The Way Google’s DeepMind Tool is Transforming Hurricane Prediction with Speed
As Tropical Storm Melissa swirled off the coast of Haiti, weather expert Philippe Papin had confidence it was about to grow into a monster hurricane.
Serving as lead forecaster on duty, he predicted that in just 24 hours the storm would intensify into a category 4 hurricane and begin a turn towards the coast of Jamaica. Not a single expert had previously made this confident prediction for quick intensification.
But, Papin had an ace up his sleeve: artificial intelligence in the form of the tech giant’s new DeepMind hurricane model – launched for the first time in June. True to the forecast, Melissa did become a system of astonishing strength that ravaged Jamaica.
Increasing Dependence on AI Forecasting
Meteorologists are increasingly leaning hard on the AI system. On the morning of 25 October, Papin clarified in his public discussion that the AI tool was a primary reason for his certainty: “Approximately 40/50 AI ensemble members show Melissa becoming a most intense hurricane. While I am not ready to forecast that intensity yet given track uncertainty, that remains a possibility.
“It appears likely that a period of rapid intensification will occur as the storm moves slowly over very warm sea temperatures which is the highest oceanic heat content in the entire Atlantic basin.”
Outperforming Traditional Models
Google DeepMind is the first AI model focused on tropical cyclones, and currently the initial to outperform traditional meteorological experts at their own game. Across all 13 Atlantic storms this season, the AI is the best – surpassing human forecasters on track predictions.
The hurricane eventually made landfall in Jamaica at maximum strength, among the most powerful coastal impacts recorded in almost 200 years of data collection across the region. The confident prediction probably provided people in Jamaica extra time to prepare for the disaster, possibly saving people and assets.
How Google’s System Functions
The AI system operates through identifying trends that conventional lengthy scientific prediction systems may overlook.
“The AI performs much more quickly than their traditional counterparts, and the computing power is less expensive and demanding,” said Michael Lowry, a ex meteorologist.
“What this hurricane season has demonstrated in short order is that the newcomer AI weather models are competitive with and, in certain instances, more accurate than the slower traditional forecasting tools we’ve relied upon,” Lowry said.
Understanding Machine Learning
To be sure, the system is an example of AI training – a method that has been employed in research fields like meteorology for a long time – and is not generative AI like ChatGPT.
Machine learning takes mounds of data and extracts trends from them in a manner that its system only requires minutes to come up with an result, and can do so on a standard PC – in sharp difference to the flagship models that governments have used for decades that can require many hours to process and require some of the biggest supercomputers in the world.
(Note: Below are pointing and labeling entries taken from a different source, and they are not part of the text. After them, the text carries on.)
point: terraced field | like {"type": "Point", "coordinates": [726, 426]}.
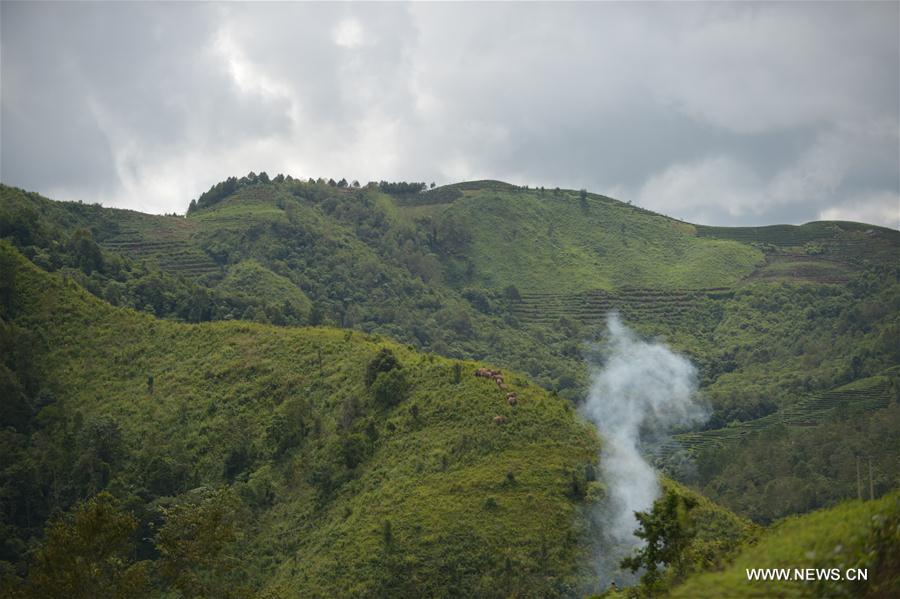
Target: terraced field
{"type": "Point", "coordinates": [860, 396]}
{"type": "Point", "coordinates": [805, 268]}
{"type": "Point", "coordinates": [167, 241]}
{"type": "Point", "coordinates": [837, 240]}
{"type": "Point", "coordinates": [633, 303]}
Expert Responses and Upcoming Developments
Nevertheless, the fact that Google’s model could outperform previous gold-standard legacy models so quickly is nothing short of amazing to meteorologists who have dedicated their lives trying to predict the world’s strongest weather systems.
“I’m impressed,” said James Franklin, a retired forecaster. “The sample is now large enough that it’s pretty clear this is not a case of beginner’s luck.”
Franklin noted that while the AI is beating all competing systems on predicting the future path of storms worldwide this year, similar to other systems it sometimes errs on high-end intensity predictions inaccurate. It struggled with Hurricane Erin previously, as it was similarly experiencing quick strengthening to maximum intensity north of the Caribbean.
In the coming offseason, he said he plans to talk with Google about how it can enhance the AI results even more helpful for experts by providing extra internal information they can utilize to evaluate exactly why it is producing its conclusions.
“The one thing that nags at me is that although these forecasts seem to be highly accurate, the results of the model is essentially a opaque process,” remarked Franklin.
Broader Sector Trends
Historically, no a commercial entity that has developed a top-level forecasting system which grants experts a view of its techniques – unlike nearly all systems which are provided free to the general audience in their full form by the authorities that designed and maintain them.
The company is not the only one in adopting AI to address difficult weather forecasting problems. The authorities also have their own AI weather models in the works – which have demonstrated better performance over previous traditional systems.
The next steps in AI weather forecasts appear to involve new firms tackling formerly difficult problems such as long-range forecasts and improved early alerts of tornado outbreaks and flash flooding – and they have secured US government funding to pursue this. One company, WindBorne Systems, is even launching its proprietary weather balloons to address deficiencies in the US weather-observing network.